Speaking at the Datacentre Dynamics Converged conference in Sydney, Biddulph told delegates that there were a number of risks that enterprises should be aware of when using cloud services such as data loss and leakage.
“This is a platform on which you are putting data in a multi-tenanted utility model. It is possible that the service could be misconfigured and your data may be compromised,” she said.
In addition, cross site scripting could create opportunities for cyber criminals to hijack credentials from the cloud provider.
“Watch out for people who are constantly scanning the system for vulnerabilities. Your cloud provider will need to have good security monitoring because it is a shared environment,” Biddulph said.
She added that organisations need to watch out for cloud lock-in.
“A lot of cloud services are proprietary and once you move your data in there, you may have given away your right to shift data by choosing to use a particular service.
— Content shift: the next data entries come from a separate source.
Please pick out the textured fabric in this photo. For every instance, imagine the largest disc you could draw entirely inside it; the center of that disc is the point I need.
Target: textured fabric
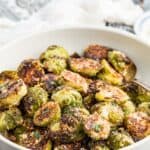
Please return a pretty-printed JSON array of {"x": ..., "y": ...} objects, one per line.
[{"x": 23, "y": 17}]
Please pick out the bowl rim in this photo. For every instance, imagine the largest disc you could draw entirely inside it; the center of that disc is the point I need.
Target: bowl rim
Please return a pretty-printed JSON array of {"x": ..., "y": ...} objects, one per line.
[
  {"x": 139, "y": 23},
  {"x": 60, "y": 28}
]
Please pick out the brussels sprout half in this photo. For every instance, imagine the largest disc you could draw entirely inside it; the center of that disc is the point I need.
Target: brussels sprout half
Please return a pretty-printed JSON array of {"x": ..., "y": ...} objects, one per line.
[
  {"x": 108, "y": 74},
  {"x": 144, "y": 107},
  {"x": 110, "y": 111},
  {"x": 11, "y": 92},
  {"x": 49, "y": 112},
  {"x": 107, "y": 92},
  {"x": 119, "y": 139},
  {"x": 35, "y": 97},
  {"x": 67, "y": 96},
  {"x": 73, "y": 80},
  {"x": 31, "y": 71},
  {"x": 138, "y": 124},
  {"x": 85, "y": 66},
  {"x": 96, "y": 127},
  {"x": 9, "y": 119},
  {"x": 122, "y": 64}
]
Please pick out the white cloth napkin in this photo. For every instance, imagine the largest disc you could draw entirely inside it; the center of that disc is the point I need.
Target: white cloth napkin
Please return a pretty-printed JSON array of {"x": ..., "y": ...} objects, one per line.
[{"x": 71, "y": 12}]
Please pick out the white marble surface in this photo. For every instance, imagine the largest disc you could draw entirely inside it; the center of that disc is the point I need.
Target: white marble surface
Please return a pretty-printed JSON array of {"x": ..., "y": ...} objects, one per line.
[{"x": 23, "y": 17}]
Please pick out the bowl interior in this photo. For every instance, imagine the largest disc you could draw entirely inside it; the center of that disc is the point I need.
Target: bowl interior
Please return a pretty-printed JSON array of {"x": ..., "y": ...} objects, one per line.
[{"x": 75, "y": 40}]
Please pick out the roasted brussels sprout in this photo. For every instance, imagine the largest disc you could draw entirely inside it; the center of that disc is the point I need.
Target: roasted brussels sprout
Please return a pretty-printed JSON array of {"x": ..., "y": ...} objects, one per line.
[
  {"x": 35, "y": 140},
  {"x": 54, "y": 51},
  {"x": 48, "y": 145},
  {"x": 49, "y": 82},
  {"x": 10, "y": 119},
  {"x": 122, "y": 64},
  {"x": 11, "y": 92},
  {"x": 119, "y": 139},
  {"x": 8, "y": 75},
  {"x": 55, "y": 65},
  {"x": 66, "y": 96},
  {"x": 109, "y": 111},
  {"x": 96, "y": 127},
  {"x": 128, "y": 107},
  {"x": 72, "y": 146},
  {"x": 138, "y": 92},
  {"x": 73, "y": 80},
  {"x": 108, "y": 92},
  {"x": 31, "y": 71},
  {"x": 26, "y": 126},
  {"x": 79, "y": 102},
  {"x": 144, "y": 107},
  {"x": 96, "y": 52},
  {"x": 80, "y": 113},
  {"x": 108, "y": 74},
  {"x": 6, "y": 122},
  {"x": 138, "y": 124},
  {"x": 89, "y": 101},
  {"x": 98, "y": 145},
  {"x": 34, "y": 99},
  {"x": 70, "y": 128},
  {"x": 85, "y": 66},
  {"x": 49, "y": 112}
]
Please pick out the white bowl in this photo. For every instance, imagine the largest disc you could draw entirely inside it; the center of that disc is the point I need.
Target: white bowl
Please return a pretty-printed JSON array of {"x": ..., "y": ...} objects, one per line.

“Due diligence is something that you need to be aware of. A friend of mine has decided to put 40,000 employees’ email onto Google Mail because he has done the assessment and deemed it an acceptable risk,” she said.
When using a cloud provider, Biddulph said that backup services are critical.
“One method we use at Telstra is putting data in one state and backing it up in another state. Alternatively, you could have your data with one cloud provider and back it up with another.”
She pointed out that cloud computing offers businesses a number of benefits including reduced costs, speed to market and flexibility.
“Due to the proliferation of businesses owned by Telstra, we have a true hybrid cloud model. We use applications that run on proprietary hardware. We also have private cloud and dedicated hosting,” she said.